Aujourd’hui, sur les 27 pays que vous évoquez, six d’entre eux bénéficient d’une couverture intégrale de notre réseau, tandis que les 21 autres en disposeront très rapidement. Nous devrions, en outre, être présents dans 30 pays à la fin de l’année 2016. L’objectif est de doubler notre présence, soit l’équivalent, peu ou prou, de 60 pays, d’ici 2018. Il y a, également, deux « mastodontes » que nous regardons de près aujourd’hui, qui sont l’Inde et la Chine, mais sur lesquels il reste encore beaucoup de travail à mener même si nous espérons nous déployer là-bas dans les prochaines années. L’essentiel à retenir est que nous n’avons « aucune limite » et que nous souhaitons importer notre savoir-faire dans le monde entier, voire d’y associer quelques satellites supplémentaires pour assurer la couverture des océans et des déserts. L’avantage de notre réseau, et nous l’avons prouvé, est qu’il est très peu coûteux à déployer et à entretenir. Il peut donc jouer un rôle fondamental dans l’avenir et devenir le réseau de référence bas débit pour transmettre des données simples. Ce réseau pourrait potentiellement, si nous arrivons à développer des synergies avec les opérateurs, également jouer le rôle de « back-up » auprès des réseaux « traditionnels ». Ainsi, où que vous soyez dans le monde, si vous avez besoin de débit, et que pour des raisons diverses le Wifi et la 4G sont inopérantes, vous pourrez bénéficier du réseau Sigfox pour passer des messages d’alerte.

Parmi vos autres perspectives, une possible introduction en Bourse est également évoquée à l’horizon 2018.  Pouvez-vous nous en dire davantage ?

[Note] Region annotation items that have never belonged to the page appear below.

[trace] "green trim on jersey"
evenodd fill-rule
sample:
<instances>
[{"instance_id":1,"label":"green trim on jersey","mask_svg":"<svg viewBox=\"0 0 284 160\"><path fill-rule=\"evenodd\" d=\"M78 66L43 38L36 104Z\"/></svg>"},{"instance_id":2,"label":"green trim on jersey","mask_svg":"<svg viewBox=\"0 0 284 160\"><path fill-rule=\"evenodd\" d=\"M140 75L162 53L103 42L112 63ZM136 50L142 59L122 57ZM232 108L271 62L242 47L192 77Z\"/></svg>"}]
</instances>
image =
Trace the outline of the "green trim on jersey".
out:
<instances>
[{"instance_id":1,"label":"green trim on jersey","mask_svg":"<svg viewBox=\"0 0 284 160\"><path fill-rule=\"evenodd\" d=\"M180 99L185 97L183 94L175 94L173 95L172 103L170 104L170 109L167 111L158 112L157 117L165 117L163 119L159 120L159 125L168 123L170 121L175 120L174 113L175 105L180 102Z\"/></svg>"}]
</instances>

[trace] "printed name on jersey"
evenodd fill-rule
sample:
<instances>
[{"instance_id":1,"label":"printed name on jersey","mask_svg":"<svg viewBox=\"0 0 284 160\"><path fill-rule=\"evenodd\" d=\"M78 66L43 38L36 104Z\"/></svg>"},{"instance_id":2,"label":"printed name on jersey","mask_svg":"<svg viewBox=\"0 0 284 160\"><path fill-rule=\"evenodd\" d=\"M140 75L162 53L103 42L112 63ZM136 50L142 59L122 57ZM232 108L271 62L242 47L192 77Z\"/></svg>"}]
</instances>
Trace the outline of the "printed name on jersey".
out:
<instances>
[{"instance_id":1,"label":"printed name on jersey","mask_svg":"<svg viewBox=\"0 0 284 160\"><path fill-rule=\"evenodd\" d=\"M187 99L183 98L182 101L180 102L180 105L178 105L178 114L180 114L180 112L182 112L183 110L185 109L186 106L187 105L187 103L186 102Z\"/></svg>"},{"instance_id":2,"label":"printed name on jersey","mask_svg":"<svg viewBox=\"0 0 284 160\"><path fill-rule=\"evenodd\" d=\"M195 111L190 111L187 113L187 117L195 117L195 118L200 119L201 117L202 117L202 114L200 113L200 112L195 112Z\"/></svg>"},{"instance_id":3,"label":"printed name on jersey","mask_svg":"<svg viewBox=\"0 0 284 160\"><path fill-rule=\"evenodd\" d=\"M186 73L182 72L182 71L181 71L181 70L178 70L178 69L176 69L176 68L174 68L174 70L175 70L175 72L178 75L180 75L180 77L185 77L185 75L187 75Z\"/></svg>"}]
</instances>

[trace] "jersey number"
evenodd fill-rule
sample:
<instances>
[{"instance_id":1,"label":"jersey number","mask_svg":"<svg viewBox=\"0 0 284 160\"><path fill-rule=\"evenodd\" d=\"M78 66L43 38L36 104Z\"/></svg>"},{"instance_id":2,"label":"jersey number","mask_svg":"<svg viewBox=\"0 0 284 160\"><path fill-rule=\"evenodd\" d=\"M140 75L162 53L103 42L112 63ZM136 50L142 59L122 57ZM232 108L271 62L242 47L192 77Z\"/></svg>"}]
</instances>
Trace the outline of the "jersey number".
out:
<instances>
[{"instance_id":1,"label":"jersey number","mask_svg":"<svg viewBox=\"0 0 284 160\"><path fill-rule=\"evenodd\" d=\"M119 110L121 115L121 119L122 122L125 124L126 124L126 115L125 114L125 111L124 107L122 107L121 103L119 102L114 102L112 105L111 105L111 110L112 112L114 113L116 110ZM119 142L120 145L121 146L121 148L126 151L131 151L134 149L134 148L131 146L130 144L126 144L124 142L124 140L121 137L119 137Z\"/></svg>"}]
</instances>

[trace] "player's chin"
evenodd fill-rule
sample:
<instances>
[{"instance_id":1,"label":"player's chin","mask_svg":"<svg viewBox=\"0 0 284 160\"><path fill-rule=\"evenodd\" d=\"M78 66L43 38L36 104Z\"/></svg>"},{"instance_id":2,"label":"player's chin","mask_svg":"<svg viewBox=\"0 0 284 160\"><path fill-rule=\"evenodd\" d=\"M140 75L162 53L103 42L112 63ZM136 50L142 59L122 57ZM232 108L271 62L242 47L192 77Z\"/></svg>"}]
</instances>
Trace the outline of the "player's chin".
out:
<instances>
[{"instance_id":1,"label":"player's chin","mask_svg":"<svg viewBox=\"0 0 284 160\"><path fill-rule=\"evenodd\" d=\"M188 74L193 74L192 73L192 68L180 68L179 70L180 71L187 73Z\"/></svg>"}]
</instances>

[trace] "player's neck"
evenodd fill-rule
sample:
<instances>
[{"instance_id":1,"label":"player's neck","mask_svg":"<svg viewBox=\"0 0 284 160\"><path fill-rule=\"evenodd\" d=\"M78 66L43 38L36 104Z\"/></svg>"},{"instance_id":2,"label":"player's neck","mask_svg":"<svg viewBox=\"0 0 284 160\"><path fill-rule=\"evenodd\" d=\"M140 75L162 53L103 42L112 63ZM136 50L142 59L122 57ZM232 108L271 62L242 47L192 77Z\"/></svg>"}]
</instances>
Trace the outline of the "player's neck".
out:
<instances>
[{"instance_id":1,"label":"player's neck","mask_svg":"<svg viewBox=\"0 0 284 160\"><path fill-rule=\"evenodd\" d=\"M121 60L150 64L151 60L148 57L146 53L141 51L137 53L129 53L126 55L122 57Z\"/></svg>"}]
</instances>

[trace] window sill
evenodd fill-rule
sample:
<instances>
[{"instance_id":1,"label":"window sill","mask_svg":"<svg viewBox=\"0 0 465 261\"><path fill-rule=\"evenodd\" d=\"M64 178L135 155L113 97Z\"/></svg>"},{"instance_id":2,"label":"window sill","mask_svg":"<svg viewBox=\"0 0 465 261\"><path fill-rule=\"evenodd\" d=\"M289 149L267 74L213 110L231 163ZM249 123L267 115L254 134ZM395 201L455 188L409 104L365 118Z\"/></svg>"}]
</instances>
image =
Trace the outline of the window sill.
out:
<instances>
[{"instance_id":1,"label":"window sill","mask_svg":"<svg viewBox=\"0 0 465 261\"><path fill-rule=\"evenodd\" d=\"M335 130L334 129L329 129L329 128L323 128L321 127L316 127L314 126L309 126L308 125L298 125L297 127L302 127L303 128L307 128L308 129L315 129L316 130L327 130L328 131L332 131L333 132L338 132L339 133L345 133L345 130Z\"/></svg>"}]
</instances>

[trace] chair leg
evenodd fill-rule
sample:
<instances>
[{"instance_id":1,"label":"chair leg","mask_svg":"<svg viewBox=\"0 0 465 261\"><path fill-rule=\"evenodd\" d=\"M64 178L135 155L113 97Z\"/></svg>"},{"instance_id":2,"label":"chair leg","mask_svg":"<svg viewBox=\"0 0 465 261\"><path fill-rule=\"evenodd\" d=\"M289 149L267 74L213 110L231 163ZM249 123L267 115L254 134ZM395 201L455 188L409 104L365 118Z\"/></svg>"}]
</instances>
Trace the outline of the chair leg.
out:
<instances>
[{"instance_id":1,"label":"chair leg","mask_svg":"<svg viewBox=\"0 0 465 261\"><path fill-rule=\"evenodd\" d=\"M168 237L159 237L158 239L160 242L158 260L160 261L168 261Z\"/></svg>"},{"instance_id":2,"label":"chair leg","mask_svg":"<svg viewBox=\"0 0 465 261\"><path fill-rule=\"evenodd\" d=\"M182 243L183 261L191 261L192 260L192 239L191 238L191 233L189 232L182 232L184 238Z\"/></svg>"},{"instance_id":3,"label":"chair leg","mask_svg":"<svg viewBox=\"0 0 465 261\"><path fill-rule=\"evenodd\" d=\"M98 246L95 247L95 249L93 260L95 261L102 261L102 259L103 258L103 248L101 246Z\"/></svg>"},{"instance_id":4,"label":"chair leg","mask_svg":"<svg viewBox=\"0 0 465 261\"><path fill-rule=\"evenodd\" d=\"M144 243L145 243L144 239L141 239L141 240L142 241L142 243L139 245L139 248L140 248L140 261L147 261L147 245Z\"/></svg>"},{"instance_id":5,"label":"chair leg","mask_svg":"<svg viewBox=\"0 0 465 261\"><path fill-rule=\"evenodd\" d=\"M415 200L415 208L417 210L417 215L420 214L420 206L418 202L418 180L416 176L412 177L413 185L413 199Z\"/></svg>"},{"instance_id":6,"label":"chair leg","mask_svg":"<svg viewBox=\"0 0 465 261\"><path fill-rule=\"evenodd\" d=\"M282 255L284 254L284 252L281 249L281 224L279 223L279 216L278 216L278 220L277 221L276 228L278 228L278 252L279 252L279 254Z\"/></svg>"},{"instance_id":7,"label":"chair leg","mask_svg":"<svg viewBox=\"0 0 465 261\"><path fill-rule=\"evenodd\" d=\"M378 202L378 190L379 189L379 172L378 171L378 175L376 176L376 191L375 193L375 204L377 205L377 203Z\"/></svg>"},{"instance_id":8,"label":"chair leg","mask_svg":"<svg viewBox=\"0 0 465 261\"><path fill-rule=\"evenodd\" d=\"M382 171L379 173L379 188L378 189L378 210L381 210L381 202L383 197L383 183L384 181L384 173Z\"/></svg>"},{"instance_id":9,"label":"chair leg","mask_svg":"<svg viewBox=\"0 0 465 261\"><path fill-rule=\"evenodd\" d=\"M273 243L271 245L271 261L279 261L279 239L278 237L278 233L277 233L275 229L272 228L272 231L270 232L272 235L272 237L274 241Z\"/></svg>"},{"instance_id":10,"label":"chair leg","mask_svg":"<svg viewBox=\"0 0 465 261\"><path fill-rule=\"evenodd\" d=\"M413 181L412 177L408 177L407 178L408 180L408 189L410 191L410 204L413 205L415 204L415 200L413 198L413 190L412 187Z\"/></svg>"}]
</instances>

L’idée est de donner un peu de liquidité à nos actionnaires historiques, et non de vendre l’entreprise. Or, le meilleur moyen de parvenir à cela et de faire une IPO (processus d’introduction en Bourse). Il faut bien garder à l’esprit qu’au moment de lancer Sigfox, en 2011, notre marché n’existait pas. Désormais l’internet des objet (IoT), en tant que tel, fait office d’incontournable dans de nombreuses industries. Mais il faut encore que les industriels l’intègrent encore davantage dans leur plan de développement. Il est peu onéreux -nous avons annoncé des modules à 2 dollars récemment-  d’intégrer une connectivité comme celle de Sigfox dans n’importe quel équipement industriel. Pour résumer, l’année 2017 va véritablement consacrer notre déploiement « de masse » tandis que 2018, si évidemment si la conjoncture est favorable, peut constituer une bonne fenêtre pour introduire Sigfox, atteindre la rentabilité, réaliser un chiffre d’affaires significatif (à hauteur de 100 millions d’euros). Le tout en disposant d’un marché en demande très mature. Ce sont les prochains défis à relever.